Constantine A. Murenin mureninc at
Fri Feb 21 12:56:25 PST 2014

On 13 February 2014 05:27, Michael Neumann <mneumann at> wrote:
> github is a very open system

I disagree.  I've contacted them less than a year ago in regards to
their pages being rendered blank in a webservice I've been testing,
due to their overuse of `X-Frame-Options: deny` on what would appear
to be every single page (even on, and although I was
frankly surprised that they actually have human beings looking at the
support requests of mere mortals that are using the service without
any kind of a paid subscription in place, in the end, even though the
issue was escalated to engineering, they simply decided not to
accommodate the request, without much explanation other than an
apparent lack of interest and a business case "at this time".
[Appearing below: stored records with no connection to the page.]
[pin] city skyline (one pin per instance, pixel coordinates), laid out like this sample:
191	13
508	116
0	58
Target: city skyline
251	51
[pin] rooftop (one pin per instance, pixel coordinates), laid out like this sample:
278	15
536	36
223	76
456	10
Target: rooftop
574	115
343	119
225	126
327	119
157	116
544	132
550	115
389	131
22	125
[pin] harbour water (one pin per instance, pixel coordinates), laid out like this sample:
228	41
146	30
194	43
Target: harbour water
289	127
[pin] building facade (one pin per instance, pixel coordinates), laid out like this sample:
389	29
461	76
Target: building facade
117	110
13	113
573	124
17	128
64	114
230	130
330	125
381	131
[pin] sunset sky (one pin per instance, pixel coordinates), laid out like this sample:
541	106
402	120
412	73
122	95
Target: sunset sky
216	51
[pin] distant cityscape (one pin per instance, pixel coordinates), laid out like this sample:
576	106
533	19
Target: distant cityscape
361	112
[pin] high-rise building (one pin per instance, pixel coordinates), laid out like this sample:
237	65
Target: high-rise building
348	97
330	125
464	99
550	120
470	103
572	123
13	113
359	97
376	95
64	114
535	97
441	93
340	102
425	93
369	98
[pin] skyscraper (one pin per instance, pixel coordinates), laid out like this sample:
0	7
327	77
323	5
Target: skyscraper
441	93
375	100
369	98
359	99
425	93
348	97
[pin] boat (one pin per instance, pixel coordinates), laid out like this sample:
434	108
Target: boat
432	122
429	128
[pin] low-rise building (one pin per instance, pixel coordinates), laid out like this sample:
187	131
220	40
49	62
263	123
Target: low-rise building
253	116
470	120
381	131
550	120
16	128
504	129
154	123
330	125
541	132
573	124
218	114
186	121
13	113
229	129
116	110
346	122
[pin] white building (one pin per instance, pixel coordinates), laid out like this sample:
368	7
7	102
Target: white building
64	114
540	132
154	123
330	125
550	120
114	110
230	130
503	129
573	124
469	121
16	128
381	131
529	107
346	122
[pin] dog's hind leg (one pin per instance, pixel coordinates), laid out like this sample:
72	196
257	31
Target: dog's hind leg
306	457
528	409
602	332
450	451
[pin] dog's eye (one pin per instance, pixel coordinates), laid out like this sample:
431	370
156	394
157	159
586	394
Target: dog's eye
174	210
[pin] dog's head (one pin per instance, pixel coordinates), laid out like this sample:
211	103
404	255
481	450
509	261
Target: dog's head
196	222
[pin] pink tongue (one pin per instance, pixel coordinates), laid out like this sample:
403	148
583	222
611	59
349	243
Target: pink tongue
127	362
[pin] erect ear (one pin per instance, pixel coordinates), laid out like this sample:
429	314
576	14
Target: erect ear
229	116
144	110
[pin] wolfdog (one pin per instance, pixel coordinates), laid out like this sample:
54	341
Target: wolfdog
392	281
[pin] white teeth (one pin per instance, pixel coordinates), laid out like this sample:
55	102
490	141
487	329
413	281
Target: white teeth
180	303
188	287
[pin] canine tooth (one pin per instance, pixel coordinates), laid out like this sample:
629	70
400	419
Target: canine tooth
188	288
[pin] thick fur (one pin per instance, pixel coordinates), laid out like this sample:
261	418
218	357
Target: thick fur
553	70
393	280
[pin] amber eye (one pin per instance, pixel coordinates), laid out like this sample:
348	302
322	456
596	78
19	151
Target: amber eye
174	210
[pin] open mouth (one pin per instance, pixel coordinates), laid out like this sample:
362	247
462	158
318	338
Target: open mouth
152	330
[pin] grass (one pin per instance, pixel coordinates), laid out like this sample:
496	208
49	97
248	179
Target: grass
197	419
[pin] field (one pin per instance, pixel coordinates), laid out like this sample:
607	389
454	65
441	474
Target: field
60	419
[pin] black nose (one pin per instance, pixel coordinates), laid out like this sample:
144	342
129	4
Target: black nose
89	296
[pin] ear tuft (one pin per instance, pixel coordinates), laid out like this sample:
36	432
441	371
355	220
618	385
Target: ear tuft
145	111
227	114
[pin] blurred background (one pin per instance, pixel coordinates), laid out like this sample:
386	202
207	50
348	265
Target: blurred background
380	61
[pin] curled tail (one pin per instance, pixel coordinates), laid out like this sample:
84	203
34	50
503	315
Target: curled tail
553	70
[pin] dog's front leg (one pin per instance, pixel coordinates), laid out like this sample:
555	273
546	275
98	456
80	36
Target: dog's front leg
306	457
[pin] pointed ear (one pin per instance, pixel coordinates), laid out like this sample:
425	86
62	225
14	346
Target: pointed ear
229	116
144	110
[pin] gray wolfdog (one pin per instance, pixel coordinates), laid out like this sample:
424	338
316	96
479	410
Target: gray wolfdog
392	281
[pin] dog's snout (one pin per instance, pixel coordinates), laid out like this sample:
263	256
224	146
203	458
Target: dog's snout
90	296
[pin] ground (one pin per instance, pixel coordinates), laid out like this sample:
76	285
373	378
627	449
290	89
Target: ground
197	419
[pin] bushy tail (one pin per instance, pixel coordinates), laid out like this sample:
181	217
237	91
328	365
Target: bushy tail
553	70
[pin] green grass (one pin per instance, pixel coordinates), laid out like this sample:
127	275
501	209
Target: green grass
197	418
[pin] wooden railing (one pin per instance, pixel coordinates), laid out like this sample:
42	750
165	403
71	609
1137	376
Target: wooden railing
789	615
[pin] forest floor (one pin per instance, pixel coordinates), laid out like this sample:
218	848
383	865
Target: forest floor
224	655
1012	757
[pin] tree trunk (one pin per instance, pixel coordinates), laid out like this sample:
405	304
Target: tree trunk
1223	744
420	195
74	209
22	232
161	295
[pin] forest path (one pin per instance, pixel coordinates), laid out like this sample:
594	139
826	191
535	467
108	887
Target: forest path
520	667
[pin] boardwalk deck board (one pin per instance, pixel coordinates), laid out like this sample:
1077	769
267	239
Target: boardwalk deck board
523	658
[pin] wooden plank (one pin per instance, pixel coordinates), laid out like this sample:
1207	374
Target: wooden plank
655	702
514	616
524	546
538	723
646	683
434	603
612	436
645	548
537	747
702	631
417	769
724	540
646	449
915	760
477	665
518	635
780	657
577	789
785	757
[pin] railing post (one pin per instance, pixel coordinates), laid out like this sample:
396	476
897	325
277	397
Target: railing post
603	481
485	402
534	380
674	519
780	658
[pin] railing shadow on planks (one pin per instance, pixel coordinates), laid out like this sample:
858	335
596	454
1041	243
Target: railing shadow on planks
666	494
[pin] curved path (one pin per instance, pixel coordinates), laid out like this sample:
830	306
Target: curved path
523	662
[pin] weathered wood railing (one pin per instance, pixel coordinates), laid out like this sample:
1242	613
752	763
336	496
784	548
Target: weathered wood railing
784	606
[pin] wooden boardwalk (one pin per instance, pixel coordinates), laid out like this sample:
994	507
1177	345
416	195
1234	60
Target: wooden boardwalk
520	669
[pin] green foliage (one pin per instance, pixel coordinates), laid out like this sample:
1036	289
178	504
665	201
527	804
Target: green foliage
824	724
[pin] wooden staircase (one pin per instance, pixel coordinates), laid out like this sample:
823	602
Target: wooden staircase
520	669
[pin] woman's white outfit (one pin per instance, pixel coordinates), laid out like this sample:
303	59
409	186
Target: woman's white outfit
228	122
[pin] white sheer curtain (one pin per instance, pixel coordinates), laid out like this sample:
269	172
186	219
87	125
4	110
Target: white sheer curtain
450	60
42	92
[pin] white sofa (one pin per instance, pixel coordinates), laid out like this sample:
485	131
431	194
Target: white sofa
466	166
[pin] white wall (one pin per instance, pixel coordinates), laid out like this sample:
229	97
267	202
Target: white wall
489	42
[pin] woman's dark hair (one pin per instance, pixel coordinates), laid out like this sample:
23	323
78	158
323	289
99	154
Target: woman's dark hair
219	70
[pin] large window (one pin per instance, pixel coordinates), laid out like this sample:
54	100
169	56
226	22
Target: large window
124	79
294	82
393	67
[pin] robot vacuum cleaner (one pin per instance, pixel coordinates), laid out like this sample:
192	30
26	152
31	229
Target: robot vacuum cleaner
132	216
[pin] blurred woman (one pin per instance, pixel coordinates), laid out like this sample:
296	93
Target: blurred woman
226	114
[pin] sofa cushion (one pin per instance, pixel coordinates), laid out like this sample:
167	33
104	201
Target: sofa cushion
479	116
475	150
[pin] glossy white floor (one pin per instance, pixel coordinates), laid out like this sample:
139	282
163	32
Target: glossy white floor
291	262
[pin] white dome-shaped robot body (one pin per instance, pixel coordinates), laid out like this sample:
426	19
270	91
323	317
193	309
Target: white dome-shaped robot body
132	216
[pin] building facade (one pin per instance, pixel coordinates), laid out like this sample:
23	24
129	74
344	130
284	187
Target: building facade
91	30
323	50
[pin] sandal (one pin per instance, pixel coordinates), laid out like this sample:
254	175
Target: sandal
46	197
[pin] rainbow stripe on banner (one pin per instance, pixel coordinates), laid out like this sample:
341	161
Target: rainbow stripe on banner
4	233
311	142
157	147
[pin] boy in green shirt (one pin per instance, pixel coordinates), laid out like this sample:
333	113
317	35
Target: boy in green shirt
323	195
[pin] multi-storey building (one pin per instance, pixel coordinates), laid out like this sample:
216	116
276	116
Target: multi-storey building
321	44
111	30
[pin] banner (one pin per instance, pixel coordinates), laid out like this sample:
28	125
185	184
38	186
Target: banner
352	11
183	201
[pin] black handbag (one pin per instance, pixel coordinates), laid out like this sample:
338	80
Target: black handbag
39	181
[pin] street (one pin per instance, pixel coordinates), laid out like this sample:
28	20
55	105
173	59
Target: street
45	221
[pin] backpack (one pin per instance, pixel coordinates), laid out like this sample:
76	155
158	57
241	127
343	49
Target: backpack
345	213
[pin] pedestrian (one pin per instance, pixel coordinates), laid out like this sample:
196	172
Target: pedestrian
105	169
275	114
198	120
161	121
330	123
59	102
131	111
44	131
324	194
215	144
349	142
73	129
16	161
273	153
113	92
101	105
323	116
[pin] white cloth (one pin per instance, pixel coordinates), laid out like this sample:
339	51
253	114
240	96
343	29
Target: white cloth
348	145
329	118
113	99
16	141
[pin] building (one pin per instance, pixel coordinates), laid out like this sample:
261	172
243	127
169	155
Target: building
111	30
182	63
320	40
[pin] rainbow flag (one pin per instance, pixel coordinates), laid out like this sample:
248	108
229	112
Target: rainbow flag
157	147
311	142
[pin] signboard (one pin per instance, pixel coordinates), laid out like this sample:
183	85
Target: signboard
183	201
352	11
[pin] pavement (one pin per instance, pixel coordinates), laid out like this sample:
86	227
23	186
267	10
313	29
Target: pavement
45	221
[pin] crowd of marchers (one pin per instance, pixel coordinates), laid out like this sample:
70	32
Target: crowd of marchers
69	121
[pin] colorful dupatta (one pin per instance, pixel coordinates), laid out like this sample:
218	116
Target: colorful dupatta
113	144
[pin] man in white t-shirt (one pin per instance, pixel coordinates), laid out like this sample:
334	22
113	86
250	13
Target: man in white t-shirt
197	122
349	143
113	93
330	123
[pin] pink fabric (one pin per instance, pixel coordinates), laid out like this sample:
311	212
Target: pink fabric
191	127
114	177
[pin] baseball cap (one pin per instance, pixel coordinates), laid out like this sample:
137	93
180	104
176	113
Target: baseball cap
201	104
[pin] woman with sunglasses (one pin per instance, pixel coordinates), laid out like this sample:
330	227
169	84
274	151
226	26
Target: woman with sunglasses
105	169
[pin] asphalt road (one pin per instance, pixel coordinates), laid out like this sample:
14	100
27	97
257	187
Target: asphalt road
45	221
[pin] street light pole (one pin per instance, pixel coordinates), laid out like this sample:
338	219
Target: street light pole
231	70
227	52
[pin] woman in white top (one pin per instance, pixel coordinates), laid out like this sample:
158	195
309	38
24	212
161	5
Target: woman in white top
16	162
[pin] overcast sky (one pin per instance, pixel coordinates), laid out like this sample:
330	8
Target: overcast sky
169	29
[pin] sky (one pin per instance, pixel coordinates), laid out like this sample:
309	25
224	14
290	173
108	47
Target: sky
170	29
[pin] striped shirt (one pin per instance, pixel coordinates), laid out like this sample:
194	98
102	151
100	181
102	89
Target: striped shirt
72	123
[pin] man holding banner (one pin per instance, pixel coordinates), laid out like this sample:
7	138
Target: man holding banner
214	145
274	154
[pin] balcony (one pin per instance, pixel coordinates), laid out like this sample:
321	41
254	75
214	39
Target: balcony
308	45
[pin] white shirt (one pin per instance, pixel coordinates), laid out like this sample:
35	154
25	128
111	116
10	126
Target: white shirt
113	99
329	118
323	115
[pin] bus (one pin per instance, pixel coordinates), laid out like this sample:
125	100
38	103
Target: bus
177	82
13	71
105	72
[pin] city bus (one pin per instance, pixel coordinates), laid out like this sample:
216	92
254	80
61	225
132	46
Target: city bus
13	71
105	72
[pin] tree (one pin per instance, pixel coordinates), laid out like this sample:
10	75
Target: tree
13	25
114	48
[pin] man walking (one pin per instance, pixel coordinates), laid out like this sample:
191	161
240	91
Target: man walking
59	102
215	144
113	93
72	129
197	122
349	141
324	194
Whether or not you agree with the usefulness of `X-Frame-Options:
deny` by default on every single page, you cannot argue against having
no say on such issues when they do arise, which is what would be the
case if DragonFly officially moves onto GitHub.

Besides, in my own actual use of their issue tracking system, I was
quite surprised of how such a featureless system could really be found
all that useful as a replacement to the more advanced bug tracking

GitHub's issue tracking data is not even stored in a git repository,
is it?  People are allowed to edit their issue reports and comments,
yet there is no account of what changes are made; did GitHub seriously
just designed it like that?  No IPv6 support, either -- sitewide, in

The only benefit I see with GitHub is that many people probably
already have an account, so there's no need to keep track of a
different one for DragonFly bugs, but then this issue might as well be
solved through some kind of an OpenID integration, if that's deemed an
important issue that's stopping people from commenting on the bugs.